To split one population, we use y.split(i, new_ids=["child1", "child2"]), where i is the integer index of the population to split, and the optional argument new_ids lets us set the split population IDs. Note that if the input LD stats do not have population IDs defined (i.e y.pop_ids == None), we cannot specify new IDs.

Admixture and mergers

Admixture and merge events take two populations and combine them with given fractions of ancestry from each. The new admixed/merged population is placed at the end of the array of population indexes, and the only difference been y.admix() and y.merge() is that the merge function then removes the parental populations (i.e. the parents are marginalized after admixture).

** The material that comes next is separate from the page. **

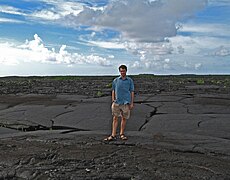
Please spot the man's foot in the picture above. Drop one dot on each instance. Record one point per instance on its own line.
(110, 138)
(123, 137)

For both functions, usage is y.admix(idx0, idx1, f, new_id="xxx"). We specify the indexes of the two parental populations (idx0 and idx1) and the proportion f contributed by the first specified population idx0 (population idx1 contributes 1-f). We can also provide the ID of the admixed population using ``new_id:

y = moments.LD.Demographics2D.snm(pop_ids=["A", "B"])
print(y.pop_ids)
y = y.admix(0, 1, 0.2, new_id="C")
print(y.pop_ids)
y = y.merge(1, 2, 0.75, new_id="D")
print(y.pop_ids)
['A', 'B']
['A', 'B', 'C']
['A', 'D']

Pulse migration

Finally, we can apply discrete (or pulse) mass migration events with a given proportion from one population to another. Here, we again specify 1) the index of the source population, 2) the index of the target/destination population, and 3) the proportion of ancestry contributed:

y = y.pulse_migrate(1, 0, 0.1)
print(y.pop_ids) # population IDs are unchanged.
['A', 'D']

Integration

Integrating the LD stats also mirrors the SFS integration function, with some changes to keyword arguments. At a minimum, we need to specify the relative sizes or size function nu and the integration time T. When simulating LD stats for one or more recombination rates, we also pass rho as a single rate or a list of rates, as needed:

y.integrate(nu, T, rho=rho, theta=theta)

For multiple populations, we can also specify a migration matrix of size \(n \times n\), where \(n\) is the number of populations that the LD stats represents. Like the SFS integration, we can also specify any populations that are frozen by passing a list of length \(n\) with True for frozen populations and False for populations to integrate.

Unlike SFS integration, LD integration also lets us specify selfing rates within each population, where selfing is a list of length \(n\) that specifies the selfing rate within each deme, which must be between 0 and 1.

References

Hill1968

Hill, W. G., and Alan Robertson. “Linkage disequilibrium in finite populations.” Theoretical and applied genetics 38.6 (1968): 226-231.

Ragsdale2019(1,2)

Ragsdale, Aaron P., and Simon Gravel. “Models of archaic admixture and recent history from two-locus statistics.” PLoS genetics 15.6 (2019): e1008204.

Ragsdale2020

Ragsdale, Aaron P., and Simon Gravel. “Unbiased estimation of linkage disequilibrium from unphased data.” Molecular Biology and Evolution 37.3 (2020): 923-932.